Use partition when one document contains many records of the same conceptual type and you want one result per detected key. Common use cases include:
  1. Invoice batches: Group one PDF into one chunk per invoice number.
  2. Claim packets: Group pages by claim ID inside a large insurance packet.
  3. Policy exports: Break a carrier export into one chunk per policy number.
  4. Repeated forms: Segment a homogeneous packet into one chunk per repeated identifier.
Key features of the Partition API:
  • Key-based grouping: Separate repeated records by business identifier.
  • Canonical resource: Returns a stored Partition with id, file, model, output, consensus, and usage.
  • Page-level mapping: Each chunk includes the 1-indexed pages assigned to it.
  • Consensus support: Increase n_consensus to inspect consensus.likelihoods and consensus.choices.

Partition API

PartitionRequest
PartitionRequest
Returns
Partition
The stored partition record with its grouped chunks and metadata.

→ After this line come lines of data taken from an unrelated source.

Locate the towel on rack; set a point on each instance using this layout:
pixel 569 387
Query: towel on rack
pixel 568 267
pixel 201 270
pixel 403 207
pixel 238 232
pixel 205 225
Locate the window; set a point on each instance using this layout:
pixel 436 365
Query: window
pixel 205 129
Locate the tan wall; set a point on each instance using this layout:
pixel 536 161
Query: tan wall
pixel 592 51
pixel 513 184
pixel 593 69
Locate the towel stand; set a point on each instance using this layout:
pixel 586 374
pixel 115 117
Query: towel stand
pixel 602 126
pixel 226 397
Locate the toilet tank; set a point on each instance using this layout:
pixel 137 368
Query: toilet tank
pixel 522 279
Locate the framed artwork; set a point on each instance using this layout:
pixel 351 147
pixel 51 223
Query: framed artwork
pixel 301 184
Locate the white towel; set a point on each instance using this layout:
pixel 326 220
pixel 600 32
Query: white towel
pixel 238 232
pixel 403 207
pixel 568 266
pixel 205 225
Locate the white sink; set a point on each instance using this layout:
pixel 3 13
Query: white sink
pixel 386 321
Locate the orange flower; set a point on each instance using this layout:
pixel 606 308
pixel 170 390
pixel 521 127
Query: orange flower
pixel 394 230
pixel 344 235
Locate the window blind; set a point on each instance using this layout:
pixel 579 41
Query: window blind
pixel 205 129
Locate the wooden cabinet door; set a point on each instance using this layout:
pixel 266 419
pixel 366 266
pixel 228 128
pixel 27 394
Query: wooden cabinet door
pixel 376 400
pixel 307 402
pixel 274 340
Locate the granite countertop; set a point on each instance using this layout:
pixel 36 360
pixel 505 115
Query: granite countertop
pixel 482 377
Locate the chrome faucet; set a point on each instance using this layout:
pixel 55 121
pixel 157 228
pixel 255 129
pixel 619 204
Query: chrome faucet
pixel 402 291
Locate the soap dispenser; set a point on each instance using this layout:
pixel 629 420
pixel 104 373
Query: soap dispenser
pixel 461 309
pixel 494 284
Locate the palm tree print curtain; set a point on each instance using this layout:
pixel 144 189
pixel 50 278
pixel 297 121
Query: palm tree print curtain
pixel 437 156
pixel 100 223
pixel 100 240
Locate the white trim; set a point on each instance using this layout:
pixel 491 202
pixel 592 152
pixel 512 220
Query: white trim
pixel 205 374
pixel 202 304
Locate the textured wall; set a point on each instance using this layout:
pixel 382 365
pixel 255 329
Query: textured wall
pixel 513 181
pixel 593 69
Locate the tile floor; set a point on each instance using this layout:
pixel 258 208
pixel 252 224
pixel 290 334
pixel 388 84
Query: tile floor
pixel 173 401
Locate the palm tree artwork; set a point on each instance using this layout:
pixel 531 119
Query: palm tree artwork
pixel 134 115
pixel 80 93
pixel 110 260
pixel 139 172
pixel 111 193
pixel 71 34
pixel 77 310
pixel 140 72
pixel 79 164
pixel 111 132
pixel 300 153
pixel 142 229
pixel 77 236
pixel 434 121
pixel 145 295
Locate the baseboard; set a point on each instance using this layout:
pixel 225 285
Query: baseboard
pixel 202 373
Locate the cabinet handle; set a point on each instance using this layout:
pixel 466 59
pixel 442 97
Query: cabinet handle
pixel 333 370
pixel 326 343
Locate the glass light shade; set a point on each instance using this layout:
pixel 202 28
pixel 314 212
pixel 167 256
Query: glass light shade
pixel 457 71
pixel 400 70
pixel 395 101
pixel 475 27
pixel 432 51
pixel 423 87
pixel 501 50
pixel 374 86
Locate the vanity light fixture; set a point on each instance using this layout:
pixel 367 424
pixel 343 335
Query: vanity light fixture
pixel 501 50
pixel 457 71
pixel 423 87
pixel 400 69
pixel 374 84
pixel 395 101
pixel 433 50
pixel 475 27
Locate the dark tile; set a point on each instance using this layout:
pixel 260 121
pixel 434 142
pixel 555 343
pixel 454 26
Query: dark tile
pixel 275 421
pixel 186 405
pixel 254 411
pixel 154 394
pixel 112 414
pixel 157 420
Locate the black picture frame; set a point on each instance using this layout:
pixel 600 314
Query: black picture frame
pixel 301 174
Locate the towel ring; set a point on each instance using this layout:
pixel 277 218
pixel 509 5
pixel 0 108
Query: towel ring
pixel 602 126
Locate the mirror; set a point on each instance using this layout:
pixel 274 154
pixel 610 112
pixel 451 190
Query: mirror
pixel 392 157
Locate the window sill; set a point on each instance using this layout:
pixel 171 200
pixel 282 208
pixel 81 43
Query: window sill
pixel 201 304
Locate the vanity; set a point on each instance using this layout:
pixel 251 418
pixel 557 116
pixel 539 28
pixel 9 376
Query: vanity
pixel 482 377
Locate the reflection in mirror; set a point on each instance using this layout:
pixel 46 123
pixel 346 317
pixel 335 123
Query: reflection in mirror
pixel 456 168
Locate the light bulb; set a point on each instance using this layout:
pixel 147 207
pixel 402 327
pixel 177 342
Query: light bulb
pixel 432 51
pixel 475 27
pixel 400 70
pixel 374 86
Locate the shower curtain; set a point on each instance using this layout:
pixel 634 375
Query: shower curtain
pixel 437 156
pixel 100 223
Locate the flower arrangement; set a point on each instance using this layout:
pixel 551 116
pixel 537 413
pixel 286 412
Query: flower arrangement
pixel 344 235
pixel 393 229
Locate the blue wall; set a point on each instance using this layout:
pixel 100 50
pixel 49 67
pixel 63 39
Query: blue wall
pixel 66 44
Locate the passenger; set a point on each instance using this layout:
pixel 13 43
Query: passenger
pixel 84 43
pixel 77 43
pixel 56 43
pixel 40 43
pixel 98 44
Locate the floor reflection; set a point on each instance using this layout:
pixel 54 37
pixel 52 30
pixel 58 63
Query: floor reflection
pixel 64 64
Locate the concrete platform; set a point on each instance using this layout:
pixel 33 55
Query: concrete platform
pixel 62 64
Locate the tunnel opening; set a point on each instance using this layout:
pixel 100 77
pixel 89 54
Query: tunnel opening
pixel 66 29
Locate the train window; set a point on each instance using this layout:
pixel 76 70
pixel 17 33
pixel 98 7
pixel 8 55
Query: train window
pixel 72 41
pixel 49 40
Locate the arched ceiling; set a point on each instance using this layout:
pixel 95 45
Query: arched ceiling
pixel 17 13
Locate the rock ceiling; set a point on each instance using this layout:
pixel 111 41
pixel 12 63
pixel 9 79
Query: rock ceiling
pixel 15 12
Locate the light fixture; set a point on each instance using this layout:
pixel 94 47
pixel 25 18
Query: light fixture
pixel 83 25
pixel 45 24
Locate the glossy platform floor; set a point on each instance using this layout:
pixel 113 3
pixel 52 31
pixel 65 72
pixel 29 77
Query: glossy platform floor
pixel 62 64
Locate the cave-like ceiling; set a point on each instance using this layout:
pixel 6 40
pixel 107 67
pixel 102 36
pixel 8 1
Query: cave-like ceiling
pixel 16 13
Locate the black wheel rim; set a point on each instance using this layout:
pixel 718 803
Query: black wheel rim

Use Case: Partitioning an Invoice Batch

Use partitioning when every record is the same general document type, but each record has its own identifier and should become its own chunk.
from retab import Retab

client = Retab()

response = client.partitions.create(
    document="invoice_batch.pdf",
    key="invoice_number",
    instructions="Return one chunk per invoice number and keep all pages for the same invoice together.",
    model="retab-small",
    n_consensus=3,
)

for chunk in response.output:
    print(chunk.key, chunk.pages)

print(response.consensus.likelihoods)

When to Use Partition vs Split

  • Use partitions.create when every record is conceptually the same kind of document and you want one chunk per repeated key value.
  • Use splits.create when you need to classify a document into different subdocument types such as invoice, receipt, and contract.
  • Use partitions.create after splits.create when you first need to isolate a subdocument type and then group that subset by a key.

Best Practices

  • Make the key semantically precise: invoice_number, claim_id, policy_number.
  • Write instructions as grouping guidance, not as extraction schema guidance.
  • Use partition only when the packet is homogeneous or when you have already isolated the relevant subdocument pages.
  • Raise n_consensus when key assignment quality is important enough to inspect disagreements.

Pricing

Partition is billed at the same rate as split:
credits_per_page = n_consensus × model_multiplier
total_credits    = credits_per_page × page_count
Model multipliers: retab-micro = 0.2, retab-small = 1.0, retab-large = 3.0. Examples (1 page):
Modeln_consensus = 1n_consensus = 3
retab-micro0.20.6
retab-small1.03.0
retab-large3.09.0
No separate preprocessing charge applies to partition operations.